Embotics® vCommander™ connects to one or more hypervisors to provide powerful automation and reporting options alongside improved user experience for producers and consumers of virtual services. This tight integration with your virtual estate means that the hardware requirements for vCPUs, memory and disk space scale in lockstep with its rate of occupancy and activity. Use the guidelines in this section to establish a good starting point for your installation, and be prepared to allocate more resources over time as your virtual estate grows.


Factors Impacting Hardware Requirements


Each of the factors listed below impacts the load on vCommander:

  • VM occupancy, the total number of VMs under management
  • VM transience, the frequency with which VMs are created and destroyed
  • Number of concurrent logins
  • Frequency and depth of reporting
  • Retention of historical data


Both VM occupancy and transience increase the amount of activity in the environment, which means that vCommander is receiving more telemetry to process. Similarly, the more users concurrently accessing the system and report runs generating activity also increase the overall load.


This being said, it’s sometimes difficult to predict what resources will be required, so the table below provides guidelines tiers of vCommander deployment based on typical use. You can also contact our support team to discuss requirements further should you have any questions or unique configurations worth considering.


Profile
Description
Base Requirements
Evaluation
A single-vCPU deployment used to evaluate vCommander's feature set. Will not grow significantly beyond original occupancy and is not expected to be used for production.

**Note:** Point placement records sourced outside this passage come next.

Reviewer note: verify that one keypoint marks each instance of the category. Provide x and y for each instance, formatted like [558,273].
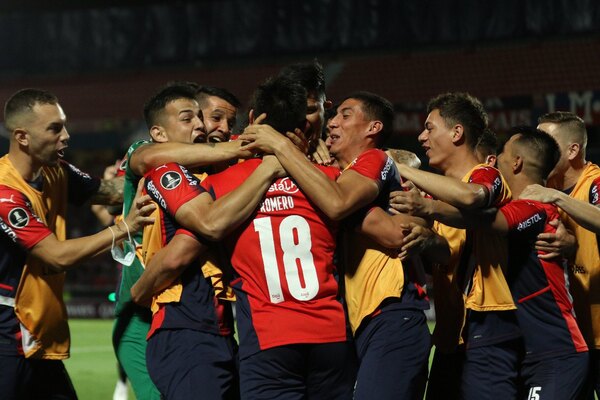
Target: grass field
[92,366]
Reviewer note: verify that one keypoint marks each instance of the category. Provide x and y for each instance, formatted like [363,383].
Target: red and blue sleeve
[595,192]
[524,217]
[171,186]
[18,221]
[491,179]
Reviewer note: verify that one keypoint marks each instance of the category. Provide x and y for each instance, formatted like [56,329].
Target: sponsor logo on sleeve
[170,180]
[6,229]
[79,172]
[18,218]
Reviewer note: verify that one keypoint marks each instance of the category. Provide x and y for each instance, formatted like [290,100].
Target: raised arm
[64,255]
[191,155]
[165,266]
[585,214]
[337,199]
[450,190]
[198,212]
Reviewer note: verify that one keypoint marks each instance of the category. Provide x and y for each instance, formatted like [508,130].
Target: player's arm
[64,255]
[337,199]
[412,202]
[585,214]
[210,218]
[387,230]
[450,190]
[151,155]
[165,266]
[110,192]
[422,240]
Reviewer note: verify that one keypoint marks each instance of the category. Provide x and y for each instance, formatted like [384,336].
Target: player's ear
[458,132]
[376,127]
[158,134]
[573,150]
[21,136]
[517,164]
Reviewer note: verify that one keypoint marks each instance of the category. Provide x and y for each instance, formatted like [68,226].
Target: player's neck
[24,164]
[459,164]
[518,183]
[572,174]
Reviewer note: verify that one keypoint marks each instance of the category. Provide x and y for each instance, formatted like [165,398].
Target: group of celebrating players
[321,240]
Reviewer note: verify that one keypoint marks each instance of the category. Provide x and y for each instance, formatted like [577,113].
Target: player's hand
[140,210]
[111,171]
[409,202]
[297,137]
[261,138]
[539,193]
[559,244]
[321,154]
[415,239]
[275,166]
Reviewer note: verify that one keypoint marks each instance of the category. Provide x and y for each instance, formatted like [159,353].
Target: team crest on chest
[285,185]
[18,217]
[170,180]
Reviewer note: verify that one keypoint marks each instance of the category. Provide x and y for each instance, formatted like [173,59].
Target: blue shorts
[491,372]
[26,378]
[187,364]
[556,378]
[300,371]
[129,341]
[393,351]
[445,376]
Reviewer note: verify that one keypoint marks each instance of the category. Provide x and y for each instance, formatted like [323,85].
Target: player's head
[529,151]
[487,148]
[406,157]
[312,78]
[453,120]
[219,111]
[364,120]
[570,133]
[284,102]
[173,114]
[36,122]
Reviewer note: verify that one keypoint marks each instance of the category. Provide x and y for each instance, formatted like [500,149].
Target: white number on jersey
[295,254]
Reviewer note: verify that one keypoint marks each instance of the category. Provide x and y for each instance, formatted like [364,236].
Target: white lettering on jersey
[277,203]
[529,221]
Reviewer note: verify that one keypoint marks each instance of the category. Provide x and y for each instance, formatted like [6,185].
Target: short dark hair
[25,100]
[376,108]
[487,144]
[168,93]
[571,124]
[542,149]
[284,102]
[202,92]
[310,75]
[464,109]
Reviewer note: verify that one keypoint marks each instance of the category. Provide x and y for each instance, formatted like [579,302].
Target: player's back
[286,287]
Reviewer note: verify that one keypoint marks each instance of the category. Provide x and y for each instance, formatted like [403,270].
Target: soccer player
[219,112]
[386,315]
[555,364]
[485,319]
[580,180]
[35,186]
[177,133]
[292,330]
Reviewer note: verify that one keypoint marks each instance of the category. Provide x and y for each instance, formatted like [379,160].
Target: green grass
[92,366]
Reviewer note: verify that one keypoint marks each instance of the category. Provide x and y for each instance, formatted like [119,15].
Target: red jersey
[285,282]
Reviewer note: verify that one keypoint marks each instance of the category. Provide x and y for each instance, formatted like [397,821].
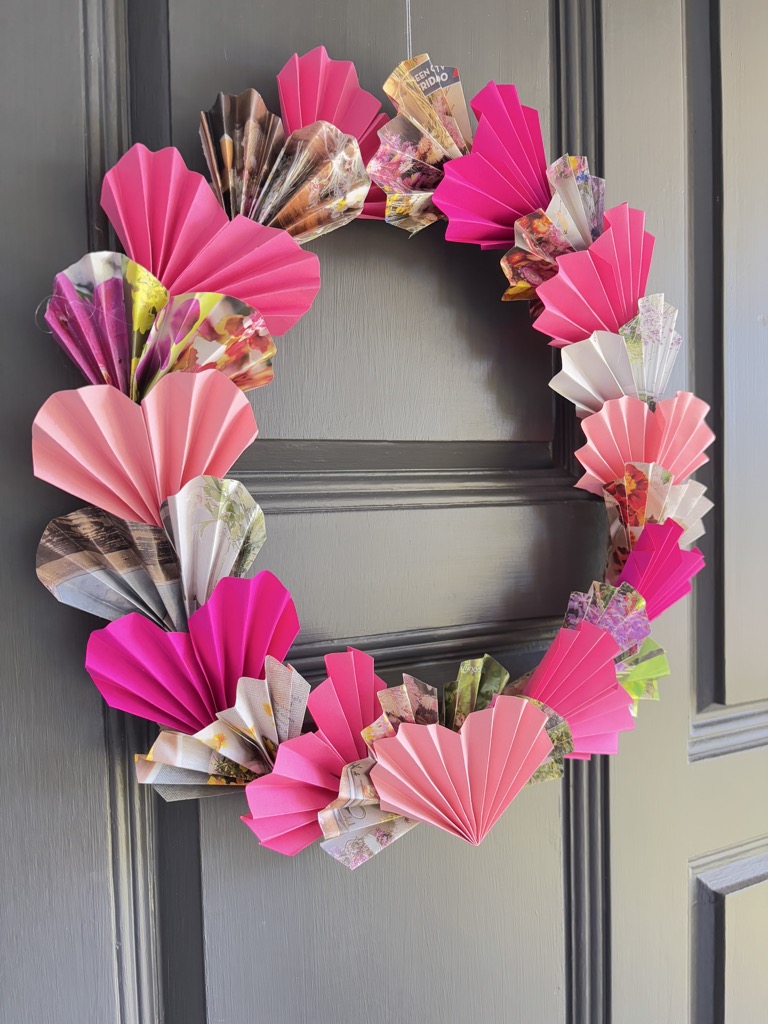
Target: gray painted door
[417,478]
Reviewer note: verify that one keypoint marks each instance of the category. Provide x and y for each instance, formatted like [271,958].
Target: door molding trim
[578,95]
[713,877]
[716,727]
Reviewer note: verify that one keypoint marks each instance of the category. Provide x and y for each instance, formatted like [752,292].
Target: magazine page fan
[100,313]
[239,745]
[109,567]
[217,529]
[207,332]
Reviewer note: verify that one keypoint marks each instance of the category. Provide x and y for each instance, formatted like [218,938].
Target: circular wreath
[211,273]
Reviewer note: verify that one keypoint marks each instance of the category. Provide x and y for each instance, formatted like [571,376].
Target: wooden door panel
[686,794]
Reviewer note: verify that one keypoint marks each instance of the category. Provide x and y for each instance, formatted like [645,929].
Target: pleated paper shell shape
[626,430]
[217,529]
[169,222]
[462,781]
[284,805]
[308,183]
[577,678]
[182,680]
[96,443]
[100,313]
[598,289]
[101,564]
[313,87]
[637,361]
[116,323]
[503,178]
[658,568]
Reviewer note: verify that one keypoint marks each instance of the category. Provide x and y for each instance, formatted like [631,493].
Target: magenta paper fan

  • 1 vCPU / 2.0 GHz dual core
  • 4.0 GB memory
  • 2.0 GB disk space
  • Default Postgres database


Small
A single-vCPU production deployment for static environments of fewer than 500 VMs, supporting fewer than 10 concurrent users, with infrequent reporting.

  • 2 vCPU / 2.0 GHz Quad core
  • 4.0 GB memory
  • 1.0 GB disk space (installation)
  • 4.0 GB disk space (data partition)
  • Dedicated application server
  • Microsoft SQL Database


Medium
A dual-vCPU production deployment for synamic environments with fewer than 1500 VMs, supporting fewer than 30 concurrent users, with frequent reporting.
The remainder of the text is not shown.